3 Short Paragraphs: Guns Akimbo

2019, Jason Lei Howden (Deathgasm) -- download

You have to commend Daniel Radcliffe and his post-HP movie choices, as he ever continues to shed that wizard kid type-casting. He's been a romcom BF in Toronto, Igor (not eye-gor), a dead body, and even butt nekkid on stage. In this role, he's pretty much his generation: a guy in a thankless job who spends faaaaar too much time online, but at least with some benevolent flair. He's a Troll Hunter, i.e. someone who enters into chat rooms and discussion forums to go up against the boorish, insulting trolls of the Internet, with a desire to make them run away with their tails between their legs. Its commendable behaviour. In his world, which strikes me as 20 minutes into the future, the worst of online culture has evolved into an ultra-violent, ultra-illegal game where people are pitted against each other, seeking to eliminate the other permanently. Death. Perma-death. Death IRL. Yes, the online cult of personality known as Skizm has teams (or individuals) kill each other while the Internet watches. Miles (Radcliffe) gets it into his bored, drunken mind to go up against Skizm in what was probably a Discord channel, which has the worst results -- Skizm comes to HIM. The next morning, he wakes up with pistols bolted to his hand and wired to his body. Yes, guns. Now he's in the game.

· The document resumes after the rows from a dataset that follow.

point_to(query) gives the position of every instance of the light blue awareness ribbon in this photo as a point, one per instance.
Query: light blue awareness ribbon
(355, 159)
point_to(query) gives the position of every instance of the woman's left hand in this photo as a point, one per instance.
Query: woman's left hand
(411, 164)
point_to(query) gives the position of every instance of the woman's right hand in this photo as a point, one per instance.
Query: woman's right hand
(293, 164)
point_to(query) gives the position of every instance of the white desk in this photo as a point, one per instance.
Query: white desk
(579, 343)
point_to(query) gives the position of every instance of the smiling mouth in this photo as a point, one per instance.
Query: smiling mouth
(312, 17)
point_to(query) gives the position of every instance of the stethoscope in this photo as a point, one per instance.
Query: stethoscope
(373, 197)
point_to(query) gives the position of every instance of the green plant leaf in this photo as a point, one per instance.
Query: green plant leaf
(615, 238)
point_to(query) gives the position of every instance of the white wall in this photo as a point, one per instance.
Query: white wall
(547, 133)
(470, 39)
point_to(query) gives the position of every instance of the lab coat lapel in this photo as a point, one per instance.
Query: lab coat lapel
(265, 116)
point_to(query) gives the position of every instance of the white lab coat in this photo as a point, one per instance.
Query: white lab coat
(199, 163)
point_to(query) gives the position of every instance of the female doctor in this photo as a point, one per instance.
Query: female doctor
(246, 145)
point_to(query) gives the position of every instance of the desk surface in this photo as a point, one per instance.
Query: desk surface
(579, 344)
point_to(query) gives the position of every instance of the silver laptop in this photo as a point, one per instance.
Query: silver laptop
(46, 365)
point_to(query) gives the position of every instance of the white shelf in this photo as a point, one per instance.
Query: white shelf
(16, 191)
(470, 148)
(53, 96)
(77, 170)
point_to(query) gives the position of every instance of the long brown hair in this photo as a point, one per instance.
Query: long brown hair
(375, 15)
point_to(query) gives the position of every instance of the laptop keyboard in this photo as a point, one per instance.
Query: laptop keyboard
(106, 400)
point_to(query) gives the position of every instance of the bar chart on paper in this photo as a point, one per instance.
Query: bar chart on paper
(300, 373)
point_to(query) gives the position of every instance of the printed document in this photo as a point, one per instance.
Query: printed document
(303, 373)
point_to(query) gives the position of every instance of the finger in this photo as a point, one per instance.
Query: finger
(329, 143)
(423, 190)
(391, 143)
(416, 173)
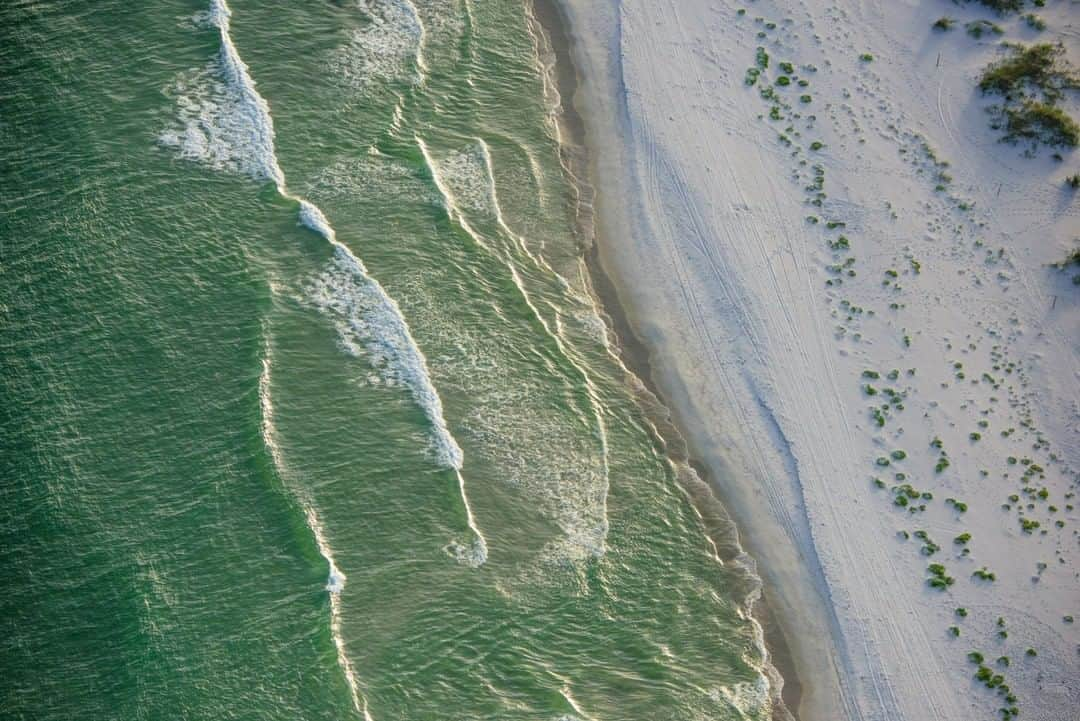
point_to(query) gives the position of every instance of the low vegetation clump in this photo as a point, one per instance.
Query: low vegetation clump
(1038, 122)
(1035, 22)
(977, 28)
(1038, 67)
(1002, 5)
(939, 579)
(1031, 81)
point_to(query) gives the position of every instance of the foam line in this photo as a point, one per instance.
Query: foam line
(457, 215)
(336, 579)
(260, 126)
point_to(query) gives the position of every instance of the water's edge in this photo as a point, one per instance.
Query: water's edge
(636, 355)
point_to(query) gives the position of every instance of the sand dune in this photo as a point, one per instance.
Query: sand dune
(846, 279)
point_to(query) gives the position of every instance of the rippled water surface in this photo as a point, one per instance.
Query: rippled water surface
(306, 408)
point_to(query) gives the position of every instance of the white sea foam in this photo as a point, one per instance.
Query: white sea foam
(228, 124)
(335, 584)
(386, 49)
(365, 316)
(466, 180)
(336, 577)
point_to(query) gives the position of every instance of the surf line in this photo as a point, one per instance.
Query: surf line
(448, 452)
(456, 214)
(335, 582)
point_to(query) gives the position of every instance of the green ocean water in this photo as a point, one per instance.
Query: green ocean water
(306, 408)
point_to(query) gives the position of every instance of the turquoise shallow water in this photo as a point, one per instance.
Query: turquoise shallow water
(306, 408)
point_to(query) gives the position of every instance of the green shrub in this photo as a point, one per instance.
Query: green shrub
(1036, 67)
(1002, 5)
(1038, 122)
(979, 28)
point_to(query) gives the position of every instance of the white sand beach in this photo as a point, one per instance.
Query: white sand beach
(912, 315)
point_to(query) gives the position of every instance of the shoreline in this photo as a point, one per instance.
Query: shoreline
(635, 355)
(759, 325)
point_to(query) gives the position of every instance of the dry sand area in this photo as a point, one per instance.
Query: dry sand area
(846, 284)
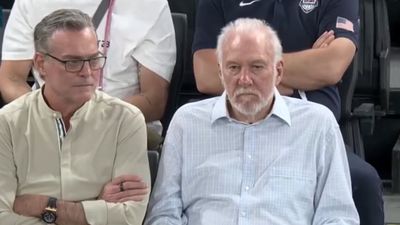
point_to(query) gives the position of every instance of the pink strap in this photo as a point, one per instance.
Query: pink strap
(106, 37)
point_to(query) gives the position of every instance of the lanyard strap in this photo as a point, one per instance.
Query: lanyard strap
(106, 33)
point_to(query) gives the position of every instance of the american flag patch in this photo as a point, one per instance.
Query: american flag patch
(344, 24)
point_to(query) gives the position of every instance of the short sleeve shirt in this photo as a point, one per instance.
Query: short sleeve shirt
(298, 23)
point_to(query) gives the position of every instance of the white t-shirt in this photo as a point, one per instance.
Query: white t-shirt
(141, 31)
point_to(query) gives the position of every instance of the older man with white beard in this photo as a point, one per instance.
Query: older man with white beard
(252, 156)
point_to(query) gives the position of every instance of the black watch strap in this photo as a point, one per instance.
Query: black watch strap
(52, 203)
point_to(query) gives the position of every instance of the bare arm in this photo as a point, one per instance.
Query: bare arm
(13, 75)
(153, 95)
(318, 67)
(311, 69)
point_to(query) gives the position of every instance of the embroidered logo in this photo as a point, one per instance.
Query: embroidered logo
(308, 5)
(242, 3)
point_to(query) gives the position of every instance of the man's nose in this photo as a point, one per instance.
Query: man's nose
(86, 70)
(245, 77)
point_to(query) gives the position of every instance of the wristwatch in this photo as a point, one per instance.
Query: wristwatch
(50, 212)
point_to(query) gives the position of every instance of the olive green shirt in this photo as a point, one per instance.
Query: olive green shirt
(107, 138)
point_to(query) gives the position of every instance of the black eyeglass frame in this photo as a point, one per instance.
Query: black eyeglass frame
(89, 60)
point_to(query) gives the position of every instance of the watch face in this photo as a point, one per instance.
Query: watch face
(49, 217)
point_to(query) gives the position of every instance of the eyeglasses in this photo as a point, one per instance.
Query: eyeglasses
(76, 65)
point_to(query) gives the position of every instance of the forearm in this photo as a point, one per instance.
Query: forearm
(99, 212)
(316, 68)
(70, 213)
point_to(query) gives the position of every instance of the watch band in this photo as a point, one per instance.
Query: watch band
(52, 203)
(49, 215)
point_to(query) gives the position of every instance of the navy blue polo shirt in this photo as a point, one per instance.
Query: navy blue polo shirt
(298, 23)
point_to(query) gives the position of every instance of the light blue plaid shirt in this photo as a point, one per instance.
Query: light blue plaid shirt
(290, 168)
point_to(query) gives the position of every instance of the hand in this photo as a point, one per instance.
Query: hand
(285, 90)
(124, 188)
(30, 205)
(324, 40)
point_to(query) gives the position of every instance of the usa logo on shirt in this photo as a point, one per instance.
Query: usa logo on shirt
(308, 5)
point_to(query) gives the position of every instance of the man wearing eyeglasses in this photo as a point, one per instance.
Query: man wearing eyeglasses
(68, 152)
(138, 37)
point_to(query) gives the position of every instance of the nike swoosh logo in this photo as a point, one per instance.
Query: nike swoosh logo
(241, 4)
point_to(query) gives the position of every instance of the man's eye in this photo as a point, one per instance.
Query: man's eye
(258, 67)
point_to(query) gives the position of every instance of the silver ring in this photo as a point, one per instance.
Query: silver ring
(121, 187)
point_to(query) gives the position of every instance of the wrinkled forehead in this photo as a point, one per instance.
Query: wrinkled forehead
(248, 41)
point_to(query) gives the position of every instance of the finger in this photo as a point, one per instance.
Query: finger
(123, 178)
(137, 198)
(130, 193)
(134, 185)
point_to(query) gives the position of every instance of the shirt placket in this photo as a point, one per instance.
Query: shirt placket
(65, 154)
(248, 179)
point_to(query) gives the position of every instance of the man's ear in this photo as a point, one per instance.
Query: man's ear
(220, 73)
(279, 72)
(38, 63)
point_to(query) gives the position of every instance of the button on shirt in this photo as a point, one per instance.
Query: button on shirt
(107, 138)
(290, 168)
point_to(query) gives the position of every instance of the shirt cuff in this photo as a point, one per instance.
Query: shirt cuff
(95, 212)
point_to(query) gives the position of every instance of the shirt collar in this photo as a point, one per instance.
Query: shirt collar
(279, 109)
(46, 111)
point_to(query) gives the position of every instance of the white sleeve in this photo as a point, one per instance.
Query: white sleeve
(18, 35)
(157, 51)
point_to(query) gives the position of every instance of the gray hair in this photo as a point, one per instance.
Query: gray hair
(62, 19)
(250, 26)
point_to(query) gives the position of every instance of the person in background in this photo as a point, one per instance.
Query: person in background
(252, 156)
(319, 40)
(139, 45)
(70, 154)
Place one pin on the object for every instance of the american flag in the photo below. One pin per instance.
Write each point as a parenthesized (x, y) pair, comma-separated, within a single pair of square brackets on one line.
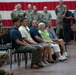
[(6, 7)]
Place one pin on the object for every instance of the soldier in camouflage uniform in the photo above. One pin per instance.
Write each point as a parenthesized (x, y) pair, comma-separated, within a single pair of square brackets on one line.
[(0, 20), (17, 12), (35, 15), (28, 14), (3, 59), (46, 15), (59, 9)]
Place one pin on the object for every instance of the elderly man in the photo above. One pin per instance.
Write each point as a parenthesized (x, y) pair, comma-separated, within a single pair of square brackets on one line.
[(35, 15), (46, 15), (17, 12), (59, 9), (39, 38), (28, 14), (67, 16), (3, 59)]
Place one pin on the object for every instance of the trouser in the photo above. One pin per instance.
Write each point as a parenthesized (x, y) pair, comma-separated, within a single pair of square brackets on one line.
[(67, 32), (35, 52), (55, 47), (58, 27), (3, 58)]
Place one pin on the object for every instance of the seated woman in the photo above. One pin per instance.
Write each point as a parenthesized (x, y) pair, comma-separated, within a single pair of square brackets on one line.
[(55, 39), (47, 39)]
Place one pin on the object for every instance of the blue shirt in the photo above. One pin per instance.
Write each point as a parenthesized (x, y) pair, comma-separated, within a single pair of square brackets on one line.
[(52, 33), (34, 32), (15, 34)]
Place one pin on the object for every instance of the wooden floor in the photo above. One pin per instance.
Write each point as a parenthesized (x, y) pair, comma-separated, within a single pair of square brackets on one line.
[(67, 67)]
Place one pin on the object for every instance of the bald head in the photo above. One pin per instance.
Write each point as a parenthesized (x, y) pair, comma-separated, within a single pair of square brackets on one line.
[(29, 6)]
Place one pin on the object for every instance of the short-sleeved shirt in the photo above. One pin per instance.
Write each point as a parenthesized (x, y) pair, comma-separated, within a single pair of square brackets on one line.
[(15, 34), (52, 33), (25, 33), (45, 36), (68, 14), (34, 32)]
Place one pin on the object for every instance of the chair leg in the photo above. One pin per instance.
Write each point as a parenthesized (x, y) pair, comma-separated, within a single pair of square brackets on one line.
[(18, 59), (25, 55), (11, 60)]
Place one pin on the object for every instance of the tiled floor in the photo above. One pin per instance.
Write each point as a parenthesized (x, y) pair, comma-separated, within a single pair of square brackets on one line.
[(67, 67)]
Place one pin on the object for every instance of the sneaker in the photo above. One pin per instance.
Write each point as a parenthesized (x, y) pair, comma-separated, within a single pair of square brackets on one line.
[(34, 66), (65, 54), (40, 65), (61, 58), (43, 64), (47, 63)]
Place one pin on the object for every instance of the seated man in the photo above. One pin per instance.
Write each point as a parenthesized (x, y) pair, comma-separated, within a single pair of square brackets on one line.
[(38, 38), (20, 45), (54, 37), (27, 38), (3, 59)]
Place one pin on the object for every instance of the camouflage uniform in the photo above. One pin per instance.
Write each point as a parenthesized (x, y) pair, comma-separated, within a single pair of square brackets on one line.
[(17, 13), (75, 16), (0, 20), (59, 9), (46, 16), (35, 16), (3, 59), (28, 16)]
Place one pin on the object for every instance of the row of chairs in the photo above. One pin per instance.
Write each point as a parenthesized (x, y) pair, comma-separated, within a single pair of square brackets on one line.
[(5, 45)]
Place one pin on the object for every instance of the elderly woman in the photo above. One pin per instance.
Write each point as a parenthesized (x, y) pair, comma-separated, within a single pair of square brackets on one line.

Ludicrous premise, sort of a Death Race for now. But Radcliffe actually makes it work. Of course, it begins as a comedy of errors: how does he put on pants, can he tell the cops, what will the general public think of a guy running around in a bathroom literally waving gun-hands around. He is being chased by another person being manipulated by Skizm, the psychotic Nix (Samara Weaving, doing a pretty good job of being not Margot Robbie 2.0) and she is relentless. Then, Skizm makes a mistake and kidnaps Miles' ex-GF.

Sure, this movie was ridiculous. Sure, this movie was over the top. But it actually kept pure to its intent and vision, all psychedelia and lame tech commentary that it was. Miles is actually a pretty good character, in that he really doesn't want other people hurt, so he does his best to draw the bad guys away from fire whenever he can. As a film, any commentary is besides the point, for you are really just here for the violence, crass humour and inventive murder. But at least Howden does it with some style and decent flair.